Kita rayakan tangis bersama malam ini. Aku kamu kalian berada dalam posisi yang sama, sedang merasakan luka yang cukup pedih. Derita yang dibalut pilu dan tangis. Apa sebabmu menangis tiada henti?
Aku menangisi seseorang yang telah lama ku yakini, bahwa dia adalah jodohku kelak. Jadi, saat aku mendapati dia mulai menjauh dariku, aku perlahan terdiam. Mematung. Dalam beberapa waktu. Pikiran pun melayang kembali ke masa lampau. Aku kembali mengingat-ingat sesuatu yang telah aku lakukan untuk dia. Entah, itu disebut dikatakan sebagai perjuangan seorang lelaki atau bukan, aku tak mengulik determinasi subjek perbuatan itu.
Aku lebih merenungkan hal-hal yang substansial, yang tercipta dalam perjalananku selama berkenalan, bersinggungan, dan pada akhirnya menciptakan sesuatu yang membekas dalam dada. Seperti layaknya taman, aku bercocok tanam, merawat tetanaman, mengamatinya, melindunginya dari hama, selalu menyirami, memberinya pupuk, dan senantiasa memotong dedaunannya yang telah layu, hingga suatu saat ia berbunga, dan mekar. Ia menebar semerbak aroma bunganya, mewangi, sungguh mewangi. Aduhai.
Kamu bagaimana? Aku menangisi hidupku. Hidup begitu sunyi bagiku. Aku selalu dipenjarakan dalam kesendirian. Aku selalu temui sepiku di mana pun aku berada. Bahkan di tengah keramaian, di situlah aku mulai sadar bahwa aku orang yang paling sepi, yang tenggelam dalam sunyi, terkesiap seluruh suara.
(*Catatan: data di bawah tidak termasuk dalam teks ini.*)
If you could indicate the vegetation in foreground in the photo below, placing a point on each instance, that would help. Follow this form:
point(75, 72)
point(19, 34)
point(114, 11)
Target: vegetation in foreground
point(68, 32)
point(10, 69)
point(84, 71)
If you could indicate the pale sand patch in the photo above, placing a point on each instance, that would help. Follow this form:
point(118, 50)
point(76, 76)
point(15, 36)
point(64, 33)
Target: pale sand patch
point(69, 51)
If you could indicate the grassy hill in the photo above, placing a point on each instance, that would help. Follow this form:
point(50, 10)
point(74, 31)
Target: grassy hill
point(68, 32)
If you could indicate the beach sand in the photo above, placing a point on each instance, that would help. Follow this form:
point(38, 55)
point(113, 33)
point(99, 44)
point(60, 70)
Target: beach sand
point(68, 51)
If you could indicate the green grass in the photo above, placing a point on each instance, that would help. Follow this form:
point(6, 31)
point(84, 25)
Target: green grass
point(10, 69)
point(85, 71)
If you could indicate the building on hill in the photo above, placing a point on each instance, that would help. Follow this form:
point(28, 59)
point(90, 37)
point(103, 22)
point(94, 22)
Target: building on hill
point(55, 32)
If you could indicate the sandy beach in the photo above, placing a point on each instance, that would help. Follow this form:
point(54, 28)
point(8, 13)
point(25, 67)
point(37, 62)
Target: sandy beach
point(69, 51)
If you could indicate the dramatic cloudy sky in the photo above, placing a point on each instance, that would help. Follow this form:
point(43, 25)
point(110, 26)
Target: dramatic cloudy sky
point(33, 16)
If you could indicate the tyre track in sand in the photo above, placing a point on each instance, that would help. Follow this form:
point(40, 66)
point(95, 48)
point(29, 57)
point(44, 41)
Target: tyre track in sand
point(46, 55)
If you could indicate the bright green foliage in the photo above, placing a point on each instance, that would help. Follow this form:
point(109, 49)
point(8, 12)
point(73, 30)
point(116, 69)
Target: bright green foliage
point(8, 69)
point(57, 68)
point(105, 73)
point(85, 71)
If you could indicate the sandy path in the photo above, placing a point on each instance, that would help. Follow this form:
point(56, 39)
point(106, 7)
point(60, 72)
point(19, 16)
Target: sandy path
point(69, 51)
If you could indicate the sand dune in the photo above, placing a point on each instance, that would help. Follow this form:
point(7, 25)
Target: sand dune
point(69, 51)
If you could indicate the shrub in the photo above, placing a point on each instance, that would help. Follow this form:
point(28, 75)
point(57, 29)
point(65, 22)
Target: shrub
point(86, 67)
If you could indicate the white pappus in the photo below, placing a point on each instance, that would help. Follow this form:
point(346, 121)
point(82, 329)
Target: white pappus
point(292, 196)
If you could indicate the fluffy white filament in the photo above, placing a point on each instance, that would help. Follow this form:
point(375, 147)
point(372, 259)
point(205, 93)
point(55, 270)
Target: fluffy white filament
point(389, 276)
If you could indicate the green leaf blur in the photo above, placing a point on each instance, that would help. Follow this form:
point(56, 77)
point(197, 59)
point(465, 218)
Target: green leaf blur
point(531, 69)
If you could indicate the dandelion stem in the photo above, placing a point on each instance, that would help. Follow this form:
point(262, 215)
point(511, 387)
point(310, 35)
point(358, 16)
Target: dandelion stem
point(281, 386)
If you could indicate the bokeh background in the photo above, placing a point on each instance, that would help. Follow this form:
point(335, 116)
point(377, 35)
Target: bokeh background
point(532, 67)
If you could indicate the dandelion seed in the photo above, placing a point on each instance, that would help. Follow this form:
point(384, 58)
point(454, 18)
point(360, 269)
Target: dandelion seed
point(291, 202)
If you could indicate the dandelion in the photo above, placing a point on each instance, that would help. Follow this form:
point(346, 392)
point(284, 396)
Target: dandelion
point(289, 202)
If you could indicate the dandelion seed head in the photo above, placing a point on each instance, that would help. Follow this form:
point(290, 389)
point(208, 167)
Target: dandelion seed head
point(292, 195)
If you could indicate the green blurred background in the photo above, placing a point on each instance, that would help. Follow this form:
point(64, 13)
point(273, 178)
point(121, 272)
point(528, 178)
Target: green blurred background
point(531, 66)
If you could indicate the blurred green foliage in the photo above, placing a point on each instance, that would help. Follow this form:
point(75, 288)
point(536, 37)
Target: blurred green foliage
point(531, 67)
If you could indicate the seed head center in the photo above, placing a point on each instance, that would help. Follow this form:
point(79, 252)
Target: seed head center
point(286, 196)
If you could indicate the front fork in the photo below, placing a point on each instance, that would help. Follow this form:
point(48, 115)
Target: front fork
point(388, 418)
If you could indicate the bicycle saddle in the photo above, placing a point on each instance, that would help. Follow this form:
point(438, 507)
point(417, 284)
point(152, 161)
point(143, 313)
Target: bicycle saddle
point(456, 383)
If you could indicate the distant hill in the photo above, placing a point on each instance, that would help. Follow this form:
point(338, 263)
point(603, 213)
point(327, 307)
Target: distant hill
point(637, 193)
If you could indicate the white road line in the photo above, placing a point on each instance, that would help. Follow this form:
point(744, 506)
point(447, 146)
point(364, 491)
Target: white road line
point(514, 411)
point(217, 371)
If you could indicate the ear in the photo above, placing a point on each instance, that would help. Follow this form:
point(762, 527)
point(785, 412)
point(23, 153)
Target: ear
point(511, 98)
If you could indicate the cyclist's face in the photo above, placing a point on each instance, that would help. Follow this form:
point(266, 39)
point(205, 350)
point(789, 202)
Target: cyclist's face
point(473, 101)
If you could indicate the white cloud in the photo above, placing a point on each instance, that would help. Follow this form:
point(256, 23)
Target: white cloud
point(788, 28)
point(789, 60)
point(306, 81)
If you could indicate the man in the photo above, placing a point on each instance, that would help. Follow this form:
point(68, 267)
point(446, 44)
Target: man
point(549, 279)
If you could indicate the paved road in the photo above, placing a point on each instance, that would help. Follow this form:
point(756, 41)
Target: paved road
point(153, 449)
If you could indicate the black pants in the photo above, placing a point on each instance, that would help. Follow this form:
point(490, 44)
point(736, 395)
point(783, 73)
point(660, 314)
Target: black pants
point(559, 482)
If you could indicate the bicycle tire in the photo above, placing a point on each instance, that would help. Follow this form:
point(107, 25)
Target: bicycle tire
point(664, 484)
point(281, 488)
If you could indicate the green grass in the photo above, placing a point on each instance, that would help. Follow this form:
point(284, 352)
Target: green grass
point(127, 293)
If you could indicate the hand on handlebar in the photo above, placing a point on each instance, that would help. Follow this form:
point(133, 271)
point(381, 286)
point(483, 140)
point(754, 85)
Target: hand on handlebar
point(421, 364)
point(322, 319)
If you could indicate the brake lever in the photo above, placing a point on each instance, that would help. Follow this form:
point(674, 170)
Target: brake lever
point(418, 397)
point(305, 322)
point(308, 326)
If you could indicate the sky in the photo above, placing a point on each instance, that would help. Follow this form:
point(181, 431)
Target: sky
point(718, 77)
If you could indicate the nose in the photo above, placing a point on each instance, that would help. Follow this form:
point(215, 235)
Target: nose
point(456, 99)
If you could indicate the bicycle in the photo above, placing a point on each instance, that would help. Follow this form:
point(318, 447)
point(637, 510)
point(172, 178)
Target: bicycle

Tiada yang lebih baik, dari pada suara air yang mengalir dalam selang-selang pipa di pojok kiri atas dinding kamarku, begitu pun tetes terakhirnya yang berirama.
Bayangkan, selama kamu terdiam di kamar sendirian tengah malam. Tiada suara satu pun, Cuma tetes air yang mengalir itu yang mengusik telingamu. Aku pastikan, pikiranmu akan terbang menuju tempat paling jauh dalam hidupmu. Kamu bisa membayangkan begitu indahnya Selandia Baru, negara yang damai, indah, sejuk, bahkan aku sendiri ingin menghabiskan masa-masa tuaku di tempat semacam itu. Begitu tenang, jauh dari hiruk pikuk jalanan kota, asap knalpot, sepatu hitam pekat yang berjalan tergesa-gesa sebab rapatnya segera dimulai dalam beberapa menit, atau suara tangis bayi yang baru lahir melihat dunia di rumah persalinan.
Semua orang mengasah ketangkasan dirinya pada suatu hal. Ia akan terus berlatih sungguh-sungguh. Dengan teguh memperlakukan waktu seperti budaknya sendiri. Bahkan ia tidak ingin tunduk pada sang waktu. Sebab, jika waktu dibiarkan, ia diam-diam membunuhnya begitu sadis, tanpa senjata tapi mematikan.
Orang bersikap tegas dalam pendiriannya, sangat kolot, dan tak mau terbuka dengan kemungkinan yang baru. Bahkan ia tak menghendaki tawaran jalan yang lebih mudah menuju suatu tempat. Ia tetap memilih jalannya walau itu terjal dan berliku. Sebab ia meyakini pilihannya, dan pilihan itu adalah doktrin hidupnya. Itulah sebabnya, ia tidak akan mempersilahkan orang lain memasuki dapur pribadinya. Baginya, orang lain cukup menikmati hidangan yang telah ia sajikan untuk mereka.
Hidup itu seperti sandiwara, aku kamu kalian hanya berperan. Bahkan jika ditelisik lebih jauh lagi, kita semua tidak memiliki identitas dan personalitas apapun di dunia ini. Kita yang semula tiada, lalu diadakan, dan mengada-ada, tapi tetap sejatinya tiada. Jika Anda berharap yang menulis tulisan ini adalah aku, Anda salah besar. Ini tanganku, bukan aku, ini pikiranku bukan aku, ini hatiku bukan aku, ini pintu kata bukan aku. Bahkan aku menamai itu, tapi bukan aku.
Aku menamaiku, agar mudah diidentifikasi dan disepakati bersama keberadaanku, meski pun aku tak mengamini itu. Aku pun tak sanggup menanggung bebanku sendiri. Apalagi jika Anda menawarkan hal lain bagiku.